Satisfait des conclusions de l'enquête russe qui éloignent le spectre d'une procédure de destitution, le président Trump a changé de ton lundi en saluant le comportement du procureur spécial Robert Mueller.

Même si plusieurs fronts judiciaires restent ouverts et que les puissantes commissions du Congrès vont poursuivre leurs auditions, la publication des principales conclusions du document est une véritable bouffée d'oxygène pour le président, qui entend se projeter vers l'élection de 2020.

«Je suis content que cela soit terminé», a déclaré le milliardaire républicain depuis le bureau Ovale où il recevait le premier ministre israélien Benyamin Nétanyahou.

Estime-t-il que M. Mueller a mené ses investigations de façon honorable? «Oui», a-t-il répondu. Serait-il favorable à ce que son rapport, qui a conclu à l'absence de preuves d'une collusion entre son équipe et Moscou, soit rendu public? «Cela dépend du procureur général.
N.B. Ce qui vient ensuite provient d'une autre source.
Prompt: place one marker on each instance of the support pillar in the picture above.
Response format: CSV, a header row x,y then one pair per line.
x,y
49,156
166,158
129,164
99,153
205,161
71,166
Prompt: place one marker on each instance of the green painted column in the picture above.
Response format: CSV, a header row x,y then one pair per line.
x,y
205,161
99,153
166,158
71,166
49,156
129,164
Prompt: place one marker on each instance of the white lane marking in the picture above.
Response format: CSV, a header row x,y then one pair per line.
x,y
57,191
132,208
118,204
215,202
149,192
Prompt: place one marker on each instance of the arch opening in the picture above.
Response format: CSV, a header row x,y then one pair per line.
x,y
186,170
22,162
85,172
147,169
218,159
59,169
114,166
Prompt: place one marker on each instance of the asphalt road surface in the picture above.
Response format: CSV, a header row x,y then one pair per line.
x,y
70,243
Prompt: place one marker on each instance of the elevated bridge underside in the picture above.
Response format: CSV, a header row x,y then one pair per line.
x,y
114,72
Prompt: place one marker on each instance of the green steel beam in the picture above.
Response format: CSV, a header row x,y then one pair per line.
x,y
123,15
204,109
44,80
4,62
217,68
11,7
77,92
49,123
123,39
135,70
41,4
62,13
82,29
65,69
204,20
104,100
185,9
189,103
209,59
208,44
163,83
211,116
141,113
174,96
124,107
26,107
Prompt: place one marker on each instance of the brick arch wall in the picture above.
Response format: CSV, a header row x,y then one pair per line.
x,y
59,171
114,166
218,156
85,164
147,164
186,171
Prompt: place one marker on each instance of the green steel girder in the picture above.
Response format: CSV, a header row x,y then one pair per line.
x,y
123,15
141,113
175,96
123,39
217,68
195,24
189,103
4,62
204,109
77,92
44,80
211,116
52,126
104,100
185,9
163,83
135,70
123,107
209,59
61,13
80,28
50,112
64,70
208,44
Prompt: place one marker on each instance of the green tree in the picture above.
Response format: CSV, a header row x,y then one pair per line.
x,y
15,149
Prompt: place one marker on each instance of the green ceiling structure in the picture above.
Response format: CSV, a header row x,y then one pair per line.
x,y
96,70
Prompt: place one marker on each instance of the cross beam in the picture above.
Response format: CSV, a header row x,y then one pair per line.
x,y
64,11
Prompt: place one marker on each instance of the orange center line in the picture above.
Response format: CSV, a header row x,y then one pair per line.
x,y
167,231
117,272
Cela ne me poserait aucun problème».

Des réponses qui tranchent singulièrement avec ses propos des derniers mois. «J'ai eu la plus grande victoire électorale de l'histoire de notre pays, des dizaines de millions de voix [...]. Et maintenant on a quelqu'un qui va écrire un rapport et qui n'a jamais eu un seul vote!», tempêtait-il la semaine dernière.
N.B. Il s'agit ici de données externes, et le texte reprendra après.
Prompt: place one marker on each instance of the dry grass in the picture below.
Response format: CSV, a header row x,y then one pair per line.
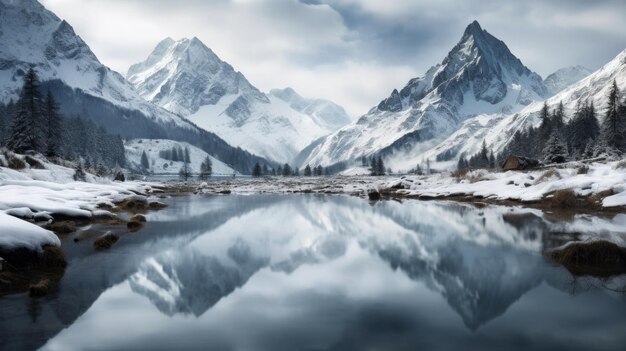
x,y
565,198
620,165
596,258
50,257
Si M. Mueller, ancien patron du FBI, a été épargné, M. Trump a estimé que l'enquête aurait dû se terminer beaucoup plus rapidement et il a dénoncé avec agressivité ses détracteurs qui ont «fait des choses horribles» pouvant, selon lui, relever de la «trahison».

De retour en campagne jeudi

Donald Trump, qui retrouvera les estrades de campagne dès jeudi à Grand Rapids, dans le Michigan - l'un des États-clés lui ayant permis de l'emporter face à Hillary Clinton en novembre 2016 - pourrait se servir du rapport Mueller pour galvaniser sa base électorale.
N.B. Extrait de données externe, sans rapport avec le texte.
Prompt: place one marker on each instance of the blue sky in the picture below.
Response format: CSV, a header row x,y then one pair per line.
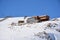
x,y
29,8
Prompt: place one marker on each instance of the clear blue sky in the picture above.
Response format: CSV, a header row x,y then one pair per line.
x,y
29,8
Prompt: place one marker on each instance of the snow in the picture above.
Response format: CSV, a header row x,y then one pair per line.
x,y
28,31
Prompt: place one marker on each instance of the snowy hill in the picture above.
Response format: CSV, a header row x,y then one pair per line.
x,y
48,30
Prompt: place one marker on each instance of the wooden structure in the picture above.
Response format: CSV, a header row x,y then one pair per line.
x,y
41,18
20,22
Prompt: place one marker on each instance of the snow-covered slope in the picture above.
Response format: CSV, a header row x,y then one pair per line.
x,y
48,30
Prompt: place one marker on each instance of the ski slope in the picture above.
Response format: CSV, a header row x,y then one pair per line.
x,y
35,31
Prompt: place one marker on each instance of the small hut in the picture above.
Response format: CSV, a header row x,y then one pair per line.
x,y
41,18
Ses adversaires démocrates sont désormais confrontés à un dilemme : doivent-ils tourner la page de l'affaire Mueller et décliner un programme permettant de «mettre fin au trumpisme», selon les termes du candidat à la primaire Pete Buttigieg, ou doivent-ils continuer à insister, quotidiennement, sur les nombreuses zones d'ombre entourant de fait cette présidence?

Le procureur général des États-Unis, Bill Barr, a publié dimanche soir un résumé de quatre pages du document, mais les leaders démocrates du Congrès ont exigé de le voir dans son intégralité, soulignant que M. Barr, nommé par M. Trump, n'était «pas un observateur neutre».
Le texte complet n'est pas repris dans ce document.